脳と身体の反応を理解することは、社員を管理するためではありません。

社員が早めに自分の状態に気づき、職場が支援しやすい状態をつくるために必要です。

医療的な対応が必要な場合

この記事は、ストレスを脳と身体の反応として見る職場のストレス管理の視点から書いたものです。
医学的な診断や治療を行うものではありません。

強い不眠、強い不安や落ち込み、出勤困難、食欲低下、動悸、息苦しさ、涙が止まらない、仕事や日常生活に支障が出ている状態が続く場合は、自己判断せず、医療機関や専門職に相談してください。

職場では、管理職や人事担当者が診断をする必要はありません。
以前との違いに気づき、本人が相談しやすい状態を作り、必要な相談先につなぐことが重要です。

ストレスと脳を理解すると、職場支援が具体的になります

ストレスは、気持ちの問題だけではありません。

脳が状況を判断し、身体が反応し、その結果として不安、緊張、疲労、集中力の低下、肩こり、睡眠の乱れなどが表れます。

だからこそ、職場のストレス管理では、社員の性格や気合いに頼るのではなく、脳と身体の反応を理解したうえで、働き方や環境を整える視点が必要です。

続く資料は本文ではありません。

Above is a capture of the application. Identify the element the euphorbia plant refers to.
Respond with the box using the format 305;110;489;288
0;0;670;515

ストレスを科学的に見ることは、社員を責めるためではありません。
社員が自分の状態に気づき、職場が早めに支えやすくなるための土台です。

職場のストレス対策を、個人のセルフケアだけで終わらせず、制度設計・役割分担・KPI運用までつなげる考え方は、
ストレス管理とは|人事・総務が進める制度設計・役割分担・KPI運用
で確認できます。

脳と身体の反応を職場研修で扱いたいご担当者へ

けんこう総研では、社員のストレス反応を本人の弱さにせず、脳と身体の反応、睡眠、疲労、呼吸、姿勢、相談しやすさを組み合わせたストレスマネジメント研修を行っています。

社員が自分の状態に早めに気づき、管理職が不調のサインを見落とさず、職場で支援しやすい状態をつくりたい場合は、以下のページをご覧ください。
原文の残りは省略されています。